Richie Incognito is at the center of an ever-growing saga surrounding the Miami Dolphins locker room and Jonathan Martin's sudden departure from the team. Martin alleges that he was harassed by teammates throughout his rookie year and well into his second season with the team, and that Incognito had sent him racist and threatening voicemails and text messages that have since been turned over to the NFL for investigation.
Recent news and Incognito's already long history of being a mercurial player has made him an easy villain to paint, but on Wednesday several Dolphins teammates came out in support of the guard and complicated a sensitive story.
Most curious was quarterback Ryan Tannehill's assertion that Incognito was Martin's best friend on the team.
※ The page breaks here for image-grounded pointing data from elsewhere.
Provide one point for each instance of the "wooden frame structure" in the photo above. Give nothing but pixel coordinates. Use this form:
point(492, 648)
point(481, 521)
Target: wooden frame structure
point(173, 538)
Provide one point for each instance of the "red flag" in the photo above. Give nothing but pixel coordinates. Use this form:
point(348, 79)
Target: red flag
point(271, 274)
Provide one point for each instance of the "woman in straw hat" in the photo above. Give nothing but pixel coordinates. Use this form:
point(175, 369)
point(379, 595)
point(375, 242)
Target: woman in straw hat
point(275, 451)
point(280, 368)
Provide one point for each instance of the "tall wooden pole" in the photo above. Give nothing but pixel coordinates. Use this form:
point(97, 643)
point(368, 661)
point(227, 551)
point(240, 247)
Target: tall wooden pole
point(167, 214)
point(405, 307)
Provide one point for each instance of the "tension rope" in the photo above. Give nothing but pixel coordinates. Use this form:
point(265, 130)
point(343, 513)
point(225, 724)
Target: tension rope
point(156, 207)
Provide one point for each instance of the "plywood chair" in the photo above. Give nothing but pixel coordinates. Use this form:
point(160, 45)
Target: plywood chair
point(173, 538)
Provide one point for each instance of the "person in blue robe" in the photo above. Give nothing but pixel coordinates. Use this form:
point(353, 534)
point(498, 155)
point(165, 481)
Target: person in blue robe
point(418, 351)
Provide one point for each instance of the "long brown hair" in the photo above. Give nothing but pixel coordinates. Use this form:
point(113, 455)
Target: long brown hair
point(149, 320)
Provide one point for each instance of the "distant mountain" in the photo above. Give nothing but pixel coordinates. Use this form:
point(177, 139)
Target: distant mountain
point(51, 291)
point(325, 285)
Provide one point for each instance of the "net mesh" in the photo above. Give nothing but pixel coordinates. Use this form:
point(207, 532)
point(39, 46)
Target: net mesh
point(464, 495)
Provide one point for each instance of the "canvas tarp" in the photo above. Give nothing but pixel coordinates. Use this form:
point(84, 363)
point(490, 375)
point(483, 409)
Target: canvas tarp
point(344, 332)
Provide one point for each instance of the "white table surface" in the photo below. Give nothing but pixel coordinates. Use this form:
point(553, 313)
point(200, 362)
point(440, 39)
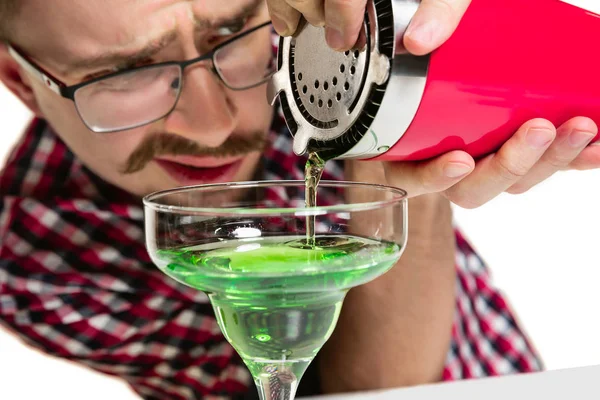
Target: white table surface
point(581, 383)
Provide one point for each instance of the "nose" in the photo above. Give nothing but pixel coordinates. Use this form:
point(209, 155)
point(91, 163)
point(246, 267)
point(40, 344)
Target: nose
point(203, 113)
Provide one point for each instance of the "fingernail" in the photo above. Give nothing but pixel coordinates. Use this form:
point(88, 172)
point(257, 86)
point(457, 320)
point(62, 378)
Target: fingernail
point(539, 137)
point(580, 138)
point(422, 33)
point(455, 170)
point(280, 25)
point(334, 38)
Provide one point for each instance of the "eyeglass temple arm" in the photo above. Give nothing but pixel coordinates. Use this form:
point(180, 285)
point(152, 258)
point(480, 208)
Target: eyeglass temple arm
point(23, 62)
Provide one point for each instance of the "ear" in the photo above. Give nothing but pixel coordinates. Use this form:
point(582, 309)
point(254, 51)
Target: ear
point(16, 80)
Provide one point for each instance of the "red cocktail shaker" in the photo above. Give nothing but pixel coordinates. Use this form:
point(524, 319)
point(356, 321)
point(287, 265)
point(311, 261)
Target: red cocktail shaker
point(507, 62)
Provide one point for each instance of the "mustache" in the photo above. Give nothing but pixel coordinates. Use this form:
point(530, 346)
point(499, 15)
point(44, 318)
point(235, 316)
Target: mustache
point(174, 145)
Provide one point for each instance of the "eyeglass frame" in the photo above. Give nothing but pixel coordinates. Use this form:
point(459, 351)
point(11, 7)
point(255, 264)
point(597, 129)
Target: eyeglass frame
point(68, 92)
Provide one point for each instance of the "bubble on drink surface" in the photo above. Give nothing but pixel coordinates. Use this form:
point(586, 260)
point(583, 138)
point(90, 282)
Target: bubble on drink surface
point(262, 337)
point(322, 242)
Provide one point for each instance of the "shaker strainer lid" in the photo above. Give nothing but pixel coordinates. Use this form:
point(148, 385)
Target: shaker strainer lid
point(329, 98)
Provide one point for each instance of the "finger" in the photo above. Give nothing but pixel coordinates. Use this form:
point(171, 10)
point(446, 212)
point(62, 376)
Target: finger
point(431, 176)
point(571, 139)
point(284, 17)
point(343, 22)
point(312, 10)
point(433, 23)
point(589, 158)
point(499, 171)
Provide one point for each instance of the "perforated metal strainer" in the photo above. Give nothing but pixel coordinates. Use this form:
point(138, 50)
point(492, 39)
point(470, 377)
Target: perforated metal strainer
point(330, 99)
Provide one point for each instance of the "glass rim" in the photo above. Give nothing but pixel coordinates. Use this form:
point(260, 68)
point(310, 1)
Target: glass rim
point(150, 202)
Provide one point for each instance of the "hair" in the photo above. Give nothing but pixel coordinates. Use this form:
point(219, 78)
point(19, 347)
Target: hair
point(8, 10)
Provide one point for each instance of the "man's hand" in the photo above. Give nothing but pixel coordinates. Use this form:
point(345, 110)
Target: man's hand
point(433, 23)
point(534, 153)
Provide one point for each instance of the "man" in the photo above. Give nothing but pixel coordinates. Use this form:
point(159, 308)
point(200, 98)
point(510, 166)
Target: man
point(114, 124)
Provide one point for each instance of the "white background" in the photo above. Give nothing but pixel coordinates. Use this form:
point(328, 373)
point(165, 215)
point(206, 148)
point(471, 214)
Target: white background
point(542, 246)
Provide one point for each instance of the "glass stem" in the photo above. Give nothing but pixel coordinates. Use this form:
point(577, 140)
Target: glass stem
point(277, 382)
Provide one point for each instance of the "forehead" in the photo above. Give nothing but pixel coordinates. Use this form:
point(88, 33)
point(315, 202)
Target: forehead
point(86, 27)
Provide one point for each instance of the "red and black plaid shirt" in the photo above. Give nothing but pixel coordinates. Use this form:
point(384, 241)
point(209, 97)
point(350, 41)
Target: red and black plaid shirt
point(77, 283)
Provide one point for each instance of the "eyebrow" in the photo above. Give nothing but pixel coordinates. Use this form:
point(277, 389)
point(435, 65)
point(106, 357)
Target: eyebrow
point(123, 60)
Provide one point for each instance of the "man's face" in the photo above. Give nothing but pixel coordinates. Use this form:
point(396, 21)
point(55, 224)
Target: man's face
point(69, 38)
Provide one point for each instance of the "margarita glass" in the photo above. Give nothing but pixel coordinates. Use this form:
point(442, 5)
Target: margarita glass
point(276, 294)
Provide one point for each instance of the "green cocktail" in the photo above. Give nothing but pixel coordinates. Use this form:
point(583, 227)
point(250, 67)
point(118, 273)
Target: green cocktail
point(276, 297)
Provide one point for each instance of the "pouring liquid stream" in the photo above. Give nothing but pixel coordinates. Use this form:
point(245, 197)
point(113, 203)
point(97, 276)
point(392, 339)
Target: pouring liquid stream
point(312, 175)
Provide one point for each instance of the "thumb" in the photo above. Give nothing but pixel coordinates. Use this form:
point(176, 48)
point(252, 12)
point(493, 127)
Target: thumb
point(431, 176)
point(433, 23)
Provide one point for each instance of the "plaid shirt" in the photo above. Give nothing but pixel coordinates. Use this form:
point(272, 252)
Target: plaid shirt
point(77, 283)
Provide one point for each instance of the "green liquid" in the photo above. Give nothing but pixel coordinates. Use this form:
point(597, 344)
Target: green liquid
point(277, 299)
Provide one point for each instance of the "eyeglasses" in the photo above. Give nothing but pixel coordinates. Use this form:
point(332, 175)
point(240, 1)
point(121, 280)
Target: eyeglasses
point(138, 96)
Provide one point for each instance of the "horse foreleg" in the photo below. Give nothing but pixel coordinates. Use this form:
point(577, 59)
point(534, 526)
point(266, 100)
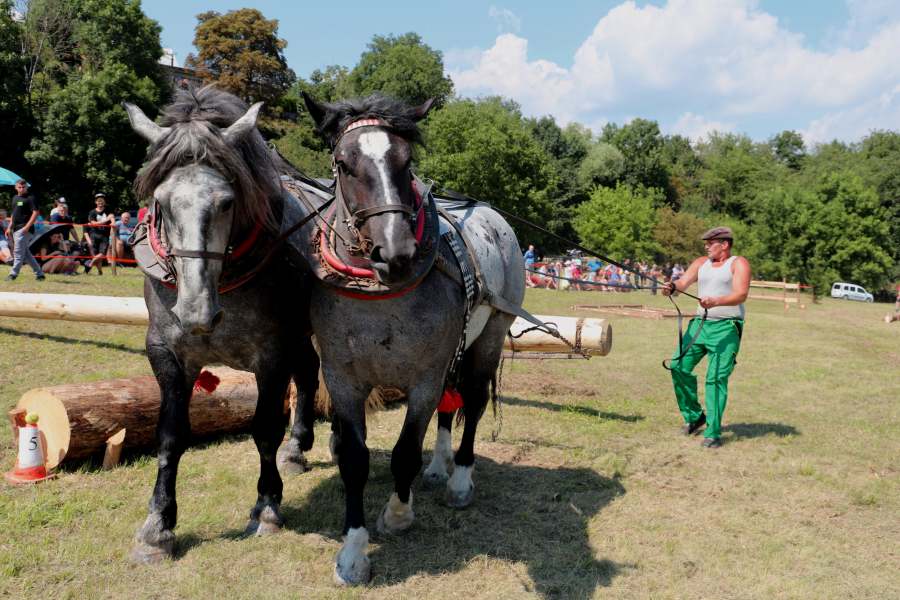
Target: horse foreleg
point(406, 458)
point(268, 430)
point(437, 472)
point(155, 540)
point(291, 458)
point(352, 564)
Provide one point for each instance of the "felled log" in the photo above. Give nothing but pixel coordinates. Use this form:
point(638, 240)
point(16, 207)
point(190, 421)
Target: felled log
point(81, 420)
point(75, 307)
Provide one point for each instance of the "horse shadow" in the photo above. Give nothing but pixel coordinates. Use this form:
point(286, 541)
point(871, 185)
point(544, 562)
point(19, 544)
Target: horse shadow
point(573, 408)
point(527, 514)
point(756, 430)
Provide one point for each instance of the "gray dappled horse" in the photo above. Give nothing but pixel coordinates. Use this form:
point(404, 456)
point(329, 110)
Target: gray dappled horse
point(406, 327)
point(219, 290)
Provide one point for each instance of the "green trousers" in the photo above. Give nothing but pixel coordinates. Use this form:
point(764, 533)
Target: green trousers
point(721, 340)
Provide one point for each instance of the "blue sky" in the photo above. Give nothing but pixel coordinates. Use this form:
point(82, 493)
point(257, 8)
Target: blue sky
point(826, 68)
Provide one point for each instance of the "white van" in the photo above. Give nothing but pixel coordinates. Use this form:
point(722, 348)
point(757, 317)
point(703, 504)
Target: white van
point(850, 291)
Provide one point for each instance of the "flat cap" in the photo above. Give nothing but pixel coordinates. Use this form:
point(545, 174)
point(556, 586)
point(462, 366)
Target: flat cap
point(718, 233)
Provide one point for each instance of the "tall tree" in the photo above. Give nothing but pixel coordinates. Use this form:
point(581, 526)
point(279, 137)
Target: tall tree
point(484, 148)
point(619, 221)
point(403, 67)
point(242, 52)
point(641, 143)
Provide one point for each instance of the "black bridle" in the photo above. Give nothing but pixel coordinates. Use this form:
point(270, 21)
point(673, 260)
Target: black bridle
point(354, 219)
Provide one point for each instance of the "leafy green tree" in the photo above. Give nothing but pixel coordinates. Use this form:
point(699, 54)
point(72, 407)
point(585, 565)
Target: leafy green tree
point(677, 234)
point(604, 165)
point(403, 67)
point(242, 52)
point(735, 171)
point(789, 149)
point(620, 221)
point(87, 144)
point(641, 143)
point(15, 118)
point(485, 149)
point(103, 54)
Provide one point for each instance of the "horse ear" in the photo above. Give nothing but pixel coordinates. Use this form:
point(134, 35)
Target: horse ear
point(243, 126)
point(142, 125)
point(420, 111)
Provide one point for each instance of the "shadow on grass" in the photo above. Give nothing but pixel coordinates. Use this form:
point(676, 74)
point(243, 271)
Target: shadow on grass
point(574, 408)
point(755, 430)
point(524, 514)
point(66, 340)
Several others corroborated the assertion, including defensive tackle Randy Starks, who said that Incognito even went to Martin's side when Martin got into a scuffle with rookie pass rusher Dion Jordan at practice, per Andrew Abramson of the Palm Beach Post.
Randy Starks: Incognito took Martin under his wings, was like a big brother to him.— Andrew Abramson (@AbramsonPBP) November 6, 2013
Other players directly criticized Martin. Wide receiver Brian Hartline said that Martin once laughed about the now-infamous voicemail that was sent to the NFL as evidence of harassment. He added that Martin and Incognito were close. Right tackle Tyson Clabo was reportedly irate at Martin, per Adam Beasley of the Miami Herald.
Tyson Clabo is irate at Jonathan Martin: "I don't know why he's doing this. ... This is ridiculous."— Adam Beasley (@AdamHBeasley) November 6, 2013
Neither Hartline nor Clabo committed to an answer when asked if they would accept Martin back into the locker room.
Hartline: "If the coaches actually asked to toughen up Jon Martin why would they ask a racist bully person of an arch enemy to do so?"— Andrew Abramson (@AbramsonPBP) November 6, 2013
Clabo added that "[Incognito] was a pretty good teammate" and advised Martin to "stand up and be a man" if he had a problem with how he was being treated. That sentiment was reportedly shared by several other players who talked with ESPN's Cris Carter about the situation. Center Mike Pouncey and wide receiver Mike Wallace both told Carter that they "respect" and "love" Incognito during a Wednesday interview on "SportsCenter."
Those looking for a clean resolution to this story should back away now.